Pfizer Inc. announced that the phase 2 study evaluating the company’s Clostridium difficile (C. difficile) vaccine candidate, PF-06425090, provided positive data, based on a pre-planned interim analysis. The randomized phase 2 study (NCT02561195) examined the safety, tolerability, and immunogenicity of the vaccine in healthy adults 65 to 85 years of age.
Pfizer’s vaccine candidate is designed to help prevent C. difficile infection (CDI), which can include life-threatening diarrhea and pseudomembranous colitis, by inducing a functional antibody response capable of neutralizing the two main disease-causing toxins produced by C. difficile (toxins A and B).
“Despite improved infection control measures, C. difficile disease continues to rise, further augmenting an already urgent public health threat with particular negative impact on older adults,” said Kathrin Jansen, Ph.D., senior vice president and head of vaccine research and development for Pfizer Inc. “We are very encouraged by these interim immunogenicity and safety results demonstrating robust increases in vaccine-elicited neutralizing antibodies to both toxins, that we believe could provide protection against C. difficile disease.”
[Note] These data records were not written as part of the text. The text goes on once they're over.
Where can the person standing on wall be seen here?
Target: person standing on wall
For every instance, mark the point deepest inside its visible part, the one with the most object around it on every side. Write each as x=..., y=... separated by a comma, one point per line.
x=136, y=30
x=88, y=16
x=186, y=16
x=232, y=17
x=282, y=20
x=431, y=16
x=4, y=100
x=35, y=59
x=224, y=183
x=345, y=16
Based on findings from the pre-planned interim analysis, Pfizer’s C. difficile vaccine candidate will progress into phase 3 in the first half of 2017. Pfizer’s C. difficile vaccine candidate was granted Fast Track designation by the US Food and Drug Administration (FDA) in August 2014. The FDA’s Fast Track designation is designed to facilitate the development and expedite the review of new drugs and vaccines intended to treat or prevent serious conditions and address an unmet medical need.3 About the phase 2 Study The phase 2 study (NCT02561195) was a randomized, placebo-controlled, observer-blinded study of more than 850 healthy adults 65-85 years of age, evaluating the safety, tolerability, and immunogenicity of two dose levels (100 µg and 200 µg) of Pfizer’s C. difficile vaccine candidate on two different three-dose vaccination schedules (Days 1/8/30 and Months 0/1/6).
Clostridium difficile (C. difficile) is a spore-forming pathogen that typically causes symptoms in individuals with altered gut microbial flora, releasing toxins that can result in a range of disease manifestations from asymptomatic colonization to diarrhea, pseudomembranous colitis, toxic megacolon, intestinal perforation, or, in the most severe cases, death. C. difficile, classified by the US Centers for Disease Control and Prevention (CDC) as an urgent public health threat in 2013, is the most common cause of antibiotic-associated diarrhea in the healthcare setting and an increasing concern worldwide.7 Responsible for approximately 453,000 US cases (associated with 29,000 deaths) in 2011, CDI disproportionately affects older adults, with nearly two-thirds of cases in patients over the age of 65.9 Current treatment options may offer temporary therapeutic improvements, but will not provide long-term protection. Up to 25% of patients treated for a first episode of CDI experience a first recurrence of infection, and up to 65% of those patients who experience a first recurrence will experience multiple recurrences.